Sólo quiero llegar a casa y mirar una pared. Quedarme en blanco. Digerir lo vivido en silencio. Sin el tremor, sin el estruendo. Sin que la tierra tiemble bajo los pies. Sin que el drama y la angustia que este monstruo escupefuego ha provocado haga todavía más irrespirable el aire. Sin que el olor a azufre acampe en los ojos. Ni la ceniza. Sin que cada historia que escuché me quite el sueño, porque el insomnio en masa que se sufre en La Palma no sólo lo va a curar el tiempo.
Aunque tardé en hacerlo, miré al monstruo de frente, a las muchas caras que muestra, una diferente cada día. A su chimenea vertical por la que escala el humo negro que provocará nubarrones, igual de negros, que lloverán miseria sobre ese costado de la isla, antes tan verde.
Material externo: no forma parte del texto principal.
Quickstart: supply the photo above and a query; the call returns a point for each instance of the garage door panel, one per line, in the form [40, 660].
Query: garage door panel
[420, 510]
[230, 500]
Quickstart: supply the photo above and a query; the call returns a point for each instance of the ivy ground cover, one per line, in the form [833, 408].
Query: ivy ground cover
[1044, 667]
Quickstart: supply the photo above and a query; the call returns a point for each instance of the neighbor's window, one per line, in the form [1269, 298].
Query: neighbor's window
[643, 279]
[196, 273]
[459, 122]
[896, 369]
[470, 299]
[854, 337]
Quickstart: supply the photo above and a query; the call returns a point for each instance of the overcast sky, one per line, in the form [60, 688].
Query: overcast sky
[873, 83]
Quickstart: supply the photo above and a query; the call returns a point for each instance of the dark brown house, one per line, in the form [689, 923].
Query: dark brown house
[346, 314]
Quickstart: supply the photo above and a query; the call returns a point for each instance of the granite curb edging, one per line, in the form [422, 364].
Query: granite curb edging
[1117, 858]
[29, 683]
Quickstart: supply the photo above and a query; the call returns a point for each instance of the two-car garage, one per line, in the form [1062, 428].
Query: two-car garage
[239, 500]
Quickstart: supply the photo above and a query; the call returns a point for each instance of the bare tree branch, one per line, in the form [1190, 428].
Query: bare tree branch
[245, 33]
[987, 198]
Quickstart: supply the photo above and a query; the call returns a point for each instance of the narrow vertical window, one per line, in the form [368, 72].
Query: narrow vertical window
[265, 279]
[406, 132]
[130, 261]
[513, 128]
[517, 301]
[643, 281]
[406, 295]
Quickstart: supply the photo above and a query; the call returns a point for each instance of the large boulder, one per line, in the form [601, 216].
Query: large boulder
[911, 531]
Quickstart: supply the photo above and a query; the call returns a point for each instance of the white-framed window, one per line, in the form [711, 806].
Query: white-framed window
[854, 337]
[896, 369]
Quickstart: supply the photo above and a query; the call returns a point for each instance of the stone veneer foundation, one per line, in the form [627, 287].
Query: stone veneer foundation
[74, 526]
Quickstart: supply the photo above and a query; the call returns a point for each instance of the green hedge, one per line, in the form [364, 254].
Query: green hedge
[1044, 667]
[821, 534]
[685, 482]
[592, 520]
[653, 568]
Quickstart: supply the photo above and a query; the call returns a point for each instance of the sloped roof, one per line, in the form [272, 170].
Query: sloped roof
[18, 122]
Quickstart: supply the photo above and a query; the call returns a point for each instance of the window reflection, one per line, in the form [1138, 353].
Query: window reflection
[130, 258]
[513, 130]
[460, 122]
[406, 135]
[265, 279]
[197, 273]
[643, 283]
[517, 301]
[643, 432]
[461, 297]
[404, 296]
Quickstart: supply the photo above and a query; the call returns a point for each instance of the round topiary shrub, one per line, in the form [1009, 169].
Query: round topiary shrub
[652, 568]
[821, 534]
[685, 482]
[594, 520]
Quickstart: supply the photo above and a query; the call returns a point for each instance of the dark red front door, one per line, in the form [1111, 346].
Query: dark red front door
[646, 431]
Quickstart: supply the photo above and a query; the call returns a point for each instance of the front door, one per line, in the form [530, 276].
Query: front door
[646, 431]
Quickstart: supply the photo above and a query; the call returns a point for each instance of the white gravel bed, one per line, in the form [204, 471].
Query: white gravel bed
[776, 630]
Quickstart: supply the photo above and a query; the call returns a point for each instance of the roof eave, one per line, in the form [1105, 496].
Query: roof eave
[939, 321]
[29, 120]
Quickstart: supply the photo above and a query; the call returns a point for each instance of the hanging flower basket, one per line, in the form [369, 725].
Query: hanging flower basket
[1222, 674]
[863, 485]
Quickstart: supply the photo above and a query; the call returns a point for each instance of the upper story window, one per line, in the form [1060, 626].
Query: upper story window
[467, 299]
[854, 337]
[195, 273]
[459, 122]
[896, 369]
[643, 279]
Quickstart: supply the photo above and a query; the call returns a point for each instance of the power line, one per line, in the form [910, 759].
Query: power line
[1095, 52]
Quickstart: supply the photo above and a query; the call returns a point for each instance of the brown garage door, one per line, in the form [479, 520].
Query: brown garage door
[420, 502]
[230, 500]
A su lengua de fuego rojo que enterró para siempre fanegas de vida y obras: las tardes bajo la pérgola mirando plataneras de José, el garaje de Imeldo donde guardaba su taxi, el parquito que Michel hizo con sus manos cuando nació Lucas, el corral con las gallinas de Raquel que ponían huevos azules, la tiendita de ropa de Ángeles donde, el día antes del volcán, armó el escaparate con todo lo nuevo que le había llegado…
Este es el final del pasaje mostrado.